Gromiha M Michael, Yabuki Yukimitsu, Kundu Srinesh, Suharnan Sivasundaram, Suwa Makiko
Computational Biology Research Center (CBRC), National Institute of Advanced Industrial Science and Technology (AIST) AIST Tokyo Waterfront Bio-IT Research Building, 2-42 Aomi, Koto-ku, Tokyo 135-0064, Japan.
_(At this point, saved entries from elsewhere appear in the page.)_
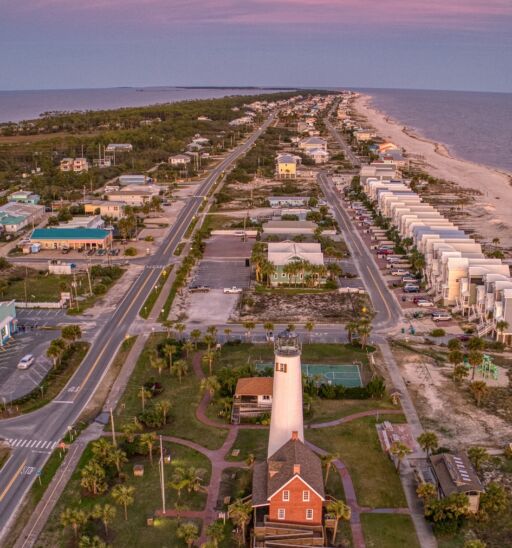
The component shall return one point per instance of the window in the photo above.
(281, 367)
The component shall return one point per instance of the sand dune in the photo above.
(493, 208)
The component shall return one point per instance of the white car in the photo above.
(26, 361)
(233, 289)
(399, 272)
(424, 302)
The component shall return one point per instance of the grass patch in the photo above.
(328, 410)
(53, 383)
(179, 249)
(376, 481)
(389, 531)
(250, 441)
(184, 397)
(133, 532)
(147, 307)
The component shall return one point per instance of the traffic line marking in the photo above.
(12, 480)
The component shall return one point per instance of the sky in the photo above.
(429, 44)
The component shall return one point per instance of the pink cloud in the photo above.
(468, 14)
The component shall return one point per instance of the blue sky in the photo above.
(450, 44)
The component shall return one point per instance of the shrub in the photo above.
(99, 289)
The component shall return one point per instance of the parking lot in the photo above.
(220, 274)
(14, 382)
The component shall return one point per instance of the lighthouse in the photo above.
(286, 418)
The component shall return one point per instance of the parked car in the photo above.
(423, 302)
(26, 361)
(233, 289)
(441, 316)
(411, 288)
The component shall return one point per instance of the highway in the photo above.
(35, 435)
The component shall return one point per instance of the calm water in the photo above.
(26, 105)
(474, 126)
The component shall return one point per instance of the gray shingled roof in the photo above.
(271, 475)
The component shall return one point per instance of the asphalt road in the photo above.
(33, 436)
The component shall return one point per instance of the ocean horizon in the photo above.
(475, 126)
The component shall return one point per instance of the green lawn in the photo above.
(375, 479)
(250, 441)
(239, 354)
(133, 532)
(184, 397)
(389, 531)
(327, 410)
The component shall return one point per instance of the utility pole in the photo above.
(162, 479)
(113, 428)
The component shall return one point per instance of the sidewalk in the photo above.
(45, 506)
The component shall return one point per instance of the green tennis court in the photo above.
(347, 375)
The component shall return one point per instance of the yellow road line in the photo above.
(12, 480)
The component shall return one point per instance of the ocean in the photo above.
(474, 126)
(27, 105)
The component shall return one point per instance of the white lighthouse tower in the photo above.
(287, 392)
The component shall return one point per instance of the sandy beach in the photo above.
(491, 212)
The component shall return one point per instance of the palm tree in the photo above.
(215, 532)
(156, 362)
(479, 390)
(249, 326)
(123, 495)
(309, 326)
(74, 518)
(180, 328)
(163, 407)
(208, 358)
(149, 439)
(209, 340)
(195, 335)
(105, 513)
(189, 532)
(269, 328)
(428, 442)
(240, 512)
(88, 542)
(188, 346)
(93, 478)
(328, 461)
(351, 327)
(144, 394)
(501, 326)
(426, 491)
(475, 359)
(118, 457)
(364, 330)
(399, 450)
(210, 384)
(338, 510)
(169, 351)
(179, 369)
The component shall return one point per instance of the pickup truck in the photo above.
(233, 289)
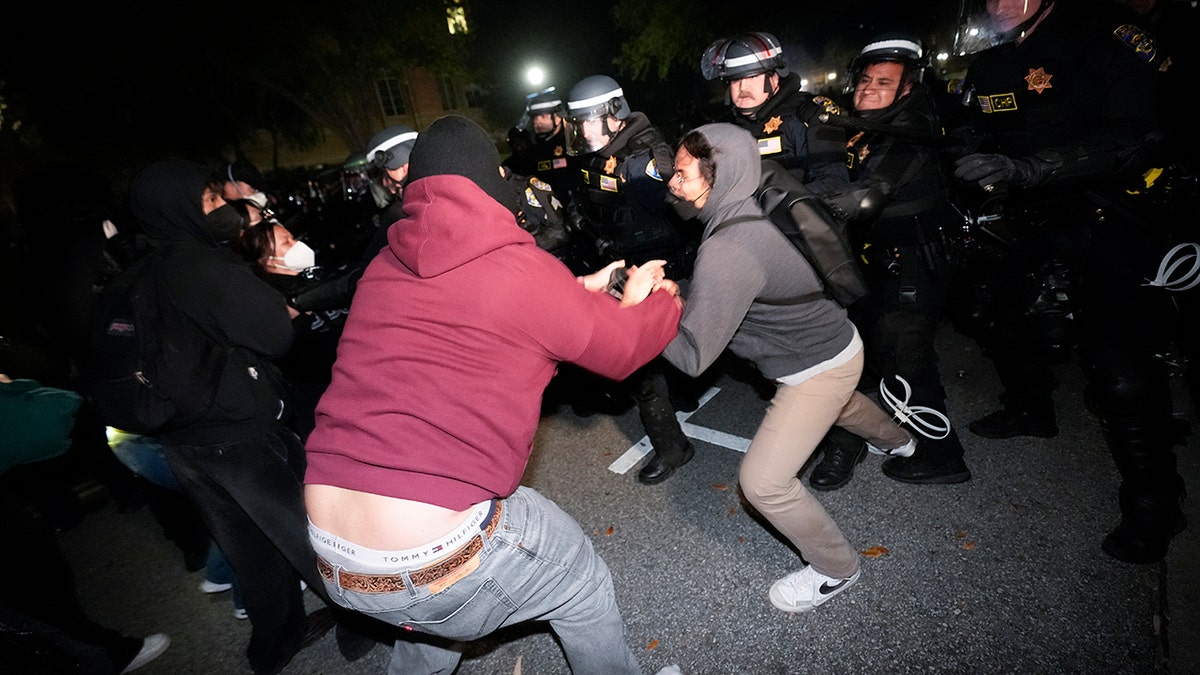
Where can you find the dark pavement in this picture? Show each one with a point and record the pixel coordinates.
(999, 574)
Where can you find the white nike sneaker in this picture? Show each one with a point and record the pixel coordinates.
(807, 589)
(904, 451)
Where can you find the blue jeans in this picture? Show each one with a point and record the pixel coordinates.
(145, 457)
(537, 566)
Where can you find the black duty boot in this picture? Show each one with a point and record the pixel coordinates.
(1143, 444)
(927, 470)
(659, 469)
(838, 461)
(1007, 423)
(1138, 544)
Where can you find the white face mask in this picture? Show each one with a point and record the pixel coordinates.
(298, 258)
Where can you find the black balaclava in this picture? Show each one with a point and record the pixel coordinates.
(454, 144)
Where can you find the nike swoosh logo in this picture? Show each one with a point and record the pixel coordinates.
(826, 589)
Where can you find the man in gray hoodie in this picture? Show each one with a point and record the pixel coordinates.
(753, 292)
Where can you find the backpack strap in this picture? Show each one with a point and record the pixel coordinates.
(781, 302)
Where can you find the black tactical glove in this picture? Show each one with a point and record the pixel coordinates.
(989, 169)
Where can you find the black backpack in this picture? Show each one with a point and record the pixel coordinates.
(816, 231)
(150, 369)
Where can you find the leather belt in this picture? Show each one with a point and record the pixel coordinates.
(439, 574)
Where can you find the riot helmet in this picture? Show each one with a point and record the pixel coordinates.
(745, 54)
(589, 103)
(545, 102)
(389, 149)
(989, 23)
(889, 47)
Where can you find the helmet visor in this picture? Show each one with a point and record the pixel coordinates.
(984, 24)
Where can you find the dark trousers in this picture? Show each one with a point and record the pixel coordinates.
(250, 494)
(899, 322)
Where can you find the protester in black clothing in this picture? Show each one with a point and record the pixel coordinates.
(766, 100)
(240, 465)
(388, 153)
(625, 163)
(909, 263)
(1063, 101)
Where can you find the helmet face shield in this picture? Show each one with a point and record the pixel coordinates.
(990, 23)
(587, 135)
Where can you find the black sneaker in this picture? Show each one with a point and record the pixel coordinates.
(837, 467)
(1006, 423)
(658, 470)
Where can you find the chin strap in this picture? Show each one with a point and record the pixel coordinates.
(912, 416)
(1168, 269)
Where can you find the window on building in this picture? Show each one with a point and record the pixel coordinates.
(451, 95)
(456, 17)
(475, 95)
(390, 91)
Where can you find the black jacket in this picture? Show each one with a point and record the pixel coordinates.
(221, 294)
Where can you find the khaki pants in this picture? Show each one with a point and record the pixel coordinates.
(797, 420)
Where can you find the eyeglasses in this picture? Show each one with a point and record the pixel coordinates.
(677, 177)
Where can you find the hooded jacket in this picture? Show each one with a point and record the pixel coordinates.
(747, 275)
(220, 296)
(454, 333)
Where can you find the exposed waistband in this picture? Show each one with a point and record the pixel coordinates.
(378, 560)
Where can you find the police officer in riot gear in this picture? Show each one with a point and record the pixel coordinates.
(623, 201)
(1065, 102)
(766, 100)
(388, 155)
(909, 263)
(538, 142)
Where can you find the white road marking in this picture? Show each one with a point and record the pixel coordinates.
(642, 447)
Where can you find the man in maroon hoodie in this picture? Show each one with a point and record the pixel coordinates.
(413, 489)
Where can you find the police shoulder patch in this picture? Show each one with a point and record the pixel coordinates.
(532, 198)
(829, 105)
(1134, 37)
(652, 169)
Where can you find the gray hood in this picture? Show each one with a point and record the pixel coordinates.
(738, 171)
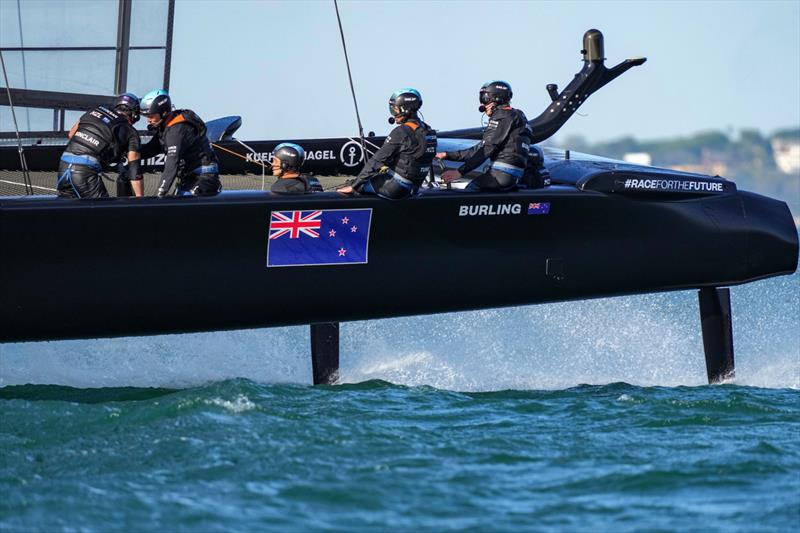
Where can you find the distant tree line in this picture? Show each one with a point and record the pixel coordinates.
(749, 158)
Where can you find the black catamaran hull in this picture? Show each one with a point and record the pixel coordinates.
(120, 266)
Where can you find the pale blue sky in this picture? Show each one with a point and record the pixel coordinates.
(711, 64)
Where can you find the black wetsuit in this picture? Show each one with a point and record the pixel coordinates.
(302, 184)
(506, 143)
(190, 158)
(103, 137)
(407, 152)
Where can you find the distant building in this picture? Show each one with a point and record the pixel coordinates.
(787, 154)
(638, 158)
(709, 169)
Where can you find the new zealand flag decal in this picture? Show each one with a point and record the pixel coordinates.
(325, 237)
(539, 208)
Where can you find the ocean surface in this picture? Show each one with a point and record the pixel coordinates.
(590, 415)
Nucleic Acids Res. 2007 Jan;35(Database issue):D314-6. doi: 10.1093/nar/gkl805. Epub 2006 Nov 6.
We have developed the database, TMBETA-GENOME, for annotated beta-barrel membrane proteins in genomic sequences using statistical methods and machine learning algorithms. The statistical methods are based on amino acid composition, reside pair preference and motifs. In machine learning techniques, the combination of amino acid and dipeptide compositions has been used as main attributes. In addition, annotations have been made using the criterion based on the identification of beta-barrel membrane proteins and exclusion of globular and transmembrane helical proteins. A web interface has been developed for identifying the annotated beta-barrel membrane proteins in all known genomes. The users have the feasibility of selecting the genome from the three kingdoms of life, archaea, bacteria and eukaryote, and five different methods. Further, the statistics for all genomes have been provided along with the links to different algorithms and related databases. It is freely available at http://tmbeta-genome.cbrc.jp/annotation/.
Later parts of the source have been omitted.